The role discussed in this article is nothing new. It is just a slight repackaging of a divisional CIO role or BRM role which has been common in organizations for at least 10 to 15 years. Frankly, I don't see the need to create another "officer" level position. It will tend to create more confusion at the executive leadership table than the amount of benefit it might bring. The corporate CIO along with his or her peers should comprise the leadership team, period. Senior (probably VP level) roles reporting to the CIO should be embedded within divisions or functions to ensure relationship management, IT strategy, and demand and portfolio management are properly executed and governed with leadership in these organizational groups (assuming of course this is the right model for the organization; there are other valid models as well).
And the comment about it being too difficult and expecting too much for CIOs to have broad business acumen is a bunch of hooey. You can develop strong acumen across a broad range of business functions. I know because I have done it. If the person in the CIO role does not have this and can't develop it, then they should be replaced. If the candidate for the role does not have it to begin with, they should not be considered for the role. It's a requirement and is needed. Get over it. And the way to address this is not by creating more executive roles. The resolution is to put the right person in the right role to begin with!

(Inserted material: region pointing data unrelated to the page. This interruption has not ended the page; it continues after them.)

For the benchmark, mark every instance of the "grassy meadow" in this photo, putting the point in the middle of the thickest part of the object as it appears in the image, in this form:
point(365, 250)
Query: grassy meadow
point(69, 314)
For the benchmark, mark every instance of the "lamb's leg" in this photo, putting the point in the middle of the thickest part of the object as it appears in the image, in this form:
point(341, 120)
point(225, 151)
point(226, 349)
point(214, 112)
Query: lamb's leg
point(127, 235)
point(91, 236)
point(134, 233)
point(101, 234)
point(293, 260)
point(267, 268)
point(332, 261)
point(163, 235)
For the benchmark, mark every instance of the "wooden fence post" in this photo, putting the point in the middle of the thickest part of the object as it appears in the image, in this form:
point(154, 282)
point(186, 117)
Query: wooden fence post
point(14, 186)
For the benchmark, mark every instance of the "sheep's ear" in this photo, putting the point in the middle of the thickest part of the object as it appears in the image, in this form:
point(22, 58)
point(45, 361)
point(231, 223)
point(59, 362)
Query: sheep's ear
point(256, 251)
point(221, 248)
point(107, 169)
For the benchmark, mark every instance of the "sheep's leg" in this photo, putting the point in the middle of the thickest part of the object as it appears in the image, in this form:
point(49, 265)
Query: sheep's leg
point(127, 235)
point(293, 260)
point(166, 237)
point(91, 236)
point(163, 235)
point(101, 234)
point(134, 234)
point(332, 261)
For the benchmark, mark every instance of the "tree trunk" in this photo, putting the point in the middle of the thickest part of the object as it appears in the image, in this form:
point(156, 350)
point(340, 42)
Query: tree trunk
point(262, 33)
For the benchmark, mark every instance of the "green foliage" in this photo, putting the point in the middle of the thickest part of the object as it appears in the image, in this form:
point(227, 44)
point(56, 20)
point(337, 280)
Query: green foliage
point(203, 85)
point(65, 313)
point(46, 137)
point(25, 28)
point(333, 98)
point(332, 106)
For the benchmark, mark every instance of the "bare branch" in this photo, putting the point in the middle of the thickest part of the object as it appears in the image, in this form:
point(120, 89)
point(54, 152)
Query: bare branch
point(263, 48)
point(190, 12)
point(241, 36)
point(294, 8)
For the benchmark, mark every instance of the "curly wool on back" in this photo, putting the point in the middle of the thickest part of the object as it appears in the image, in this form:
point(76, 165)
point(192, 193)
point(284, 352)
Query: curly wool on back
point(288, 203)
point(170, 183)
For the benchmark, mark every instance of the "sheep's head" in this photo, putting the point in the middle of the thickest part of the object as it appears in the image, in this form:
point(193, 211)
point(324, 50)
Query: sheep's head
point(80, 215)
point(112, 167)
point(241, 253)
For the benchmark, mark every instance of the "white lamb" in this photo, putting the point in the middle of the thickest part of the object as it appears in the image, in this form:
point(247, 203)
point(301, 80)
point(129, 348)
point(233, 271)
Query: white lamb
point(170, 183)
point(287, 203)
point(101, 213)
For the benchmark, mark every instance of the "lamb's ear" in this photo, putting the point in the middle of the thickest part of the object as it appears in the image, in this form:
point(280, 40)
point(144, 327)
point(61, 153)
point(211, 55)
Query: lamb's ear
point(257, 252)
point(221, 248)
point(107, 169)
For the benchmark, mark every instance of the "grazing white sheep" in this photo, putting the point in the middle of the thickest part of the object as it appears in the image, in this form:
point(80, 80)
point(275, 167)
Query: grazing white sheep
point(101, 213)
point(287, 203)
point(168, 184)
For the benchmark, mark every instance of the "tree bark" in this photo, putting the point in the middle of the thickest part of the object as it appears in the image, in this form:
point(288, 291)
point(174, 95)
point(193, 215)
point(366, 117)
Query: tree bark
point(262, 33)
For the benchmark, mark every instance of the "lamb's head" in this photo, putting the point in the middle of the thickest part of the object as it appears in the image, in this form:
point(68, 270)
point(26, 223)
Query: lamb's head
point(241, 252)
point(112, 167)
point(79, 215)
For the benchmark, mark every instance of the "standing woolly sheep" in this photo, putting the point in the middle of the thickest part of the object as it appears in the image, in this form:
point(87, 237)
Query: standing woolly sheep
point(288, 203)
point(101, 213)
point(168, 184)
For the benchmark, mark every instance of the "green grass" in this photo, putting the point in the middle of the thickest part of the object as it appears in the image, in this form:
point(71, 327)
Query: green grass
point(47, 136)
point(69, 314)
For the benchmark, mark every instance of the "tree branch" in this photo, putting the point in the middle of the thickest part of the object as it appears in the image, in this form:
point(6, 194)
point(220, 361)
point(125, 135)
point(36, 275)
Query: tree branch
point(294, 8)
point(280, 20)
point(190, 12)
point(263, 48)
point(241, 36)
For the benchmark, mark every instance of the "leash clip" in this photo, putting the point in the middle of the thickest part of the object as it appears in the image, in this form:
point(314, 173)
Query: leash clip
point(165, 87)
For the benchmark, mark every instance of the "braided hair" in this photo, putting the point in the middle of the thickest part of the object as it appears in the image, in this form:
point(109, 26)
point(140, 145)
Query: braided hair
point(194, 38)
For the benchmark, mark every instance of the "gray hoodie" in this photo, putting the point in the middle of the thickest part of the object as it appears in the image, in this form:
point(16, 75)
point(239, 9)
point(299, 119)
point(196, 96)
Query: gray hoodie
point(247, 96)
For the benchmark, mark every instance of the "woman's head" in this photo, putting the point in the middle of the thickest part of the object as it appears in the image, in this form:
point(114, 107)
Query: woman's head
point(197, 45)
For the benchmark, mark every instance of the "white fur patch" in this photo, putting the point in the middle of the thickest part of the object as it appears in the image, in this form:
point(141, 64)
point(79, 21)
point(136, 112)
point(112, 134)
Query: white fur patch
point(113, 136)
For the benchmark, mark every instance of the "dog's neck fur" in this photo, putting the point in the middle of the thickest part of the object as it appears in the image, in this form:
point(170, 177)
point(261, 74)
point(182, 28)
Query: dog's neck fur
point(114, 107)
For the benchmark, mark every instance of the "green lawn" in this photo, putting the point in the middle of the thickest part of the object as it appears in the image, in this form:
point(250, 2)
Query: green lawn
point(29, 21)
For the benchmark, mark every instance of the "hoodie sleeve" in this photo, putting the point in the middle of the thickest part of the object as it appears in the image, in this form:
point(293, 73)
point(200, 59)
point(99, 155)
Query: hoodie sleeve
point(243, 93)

And finally, the business acumen issue is typically not about the CIO lacking broader business skills, especially in larger organizations where the model in this article may apply. The real issue is that the leadership of the other functions are unwilling to listen to input from people outside of their organization or from people who did not grow up in their organization. A CIO can have the best business acumen in the world and can often times offer a great external perspective on how to resolve business problems or how to improve a business process, but he is often ignored or even ridiculed.
There are too many books and papers discussing how to fix the "IT problem" by changing IT or it's leadership. While there are certainly things that IT can do to improve, much of the improvement today hat is needed to "fix IT" is a change in the behaviors of business leadership. It starts with the CEO sponsoring a culture of respect and true collaboration amongst the business functions including IT. Ideas, improvements and problem resolutions can come from any group including IT....not just from the organization owning the process or problem. Next, the CIO should always report to the CEO. No more IT being part of finance. It belittles IT and makes IT a cost center. Third, no more IT decisions made without IT. Make it a firing offense for any business function to acquire technology without consulting IT (notice I said consult; IT may let some functions do things on their own with the right business case, risk profile, etc). No more shadow IT groups either. What goes on today is akin to every business function going out and having their own separate procurement and A/P processes and issuing their own checks for expenditures. Finance would have a fit if a division or function even brought this up today, much less went out and did it. But it's generally accepted that a group can go out and buy it's own technology with few reprecussions just because they need it fast and think they are a bunch of experts because they can go out and buy a smart phone or PC for the home.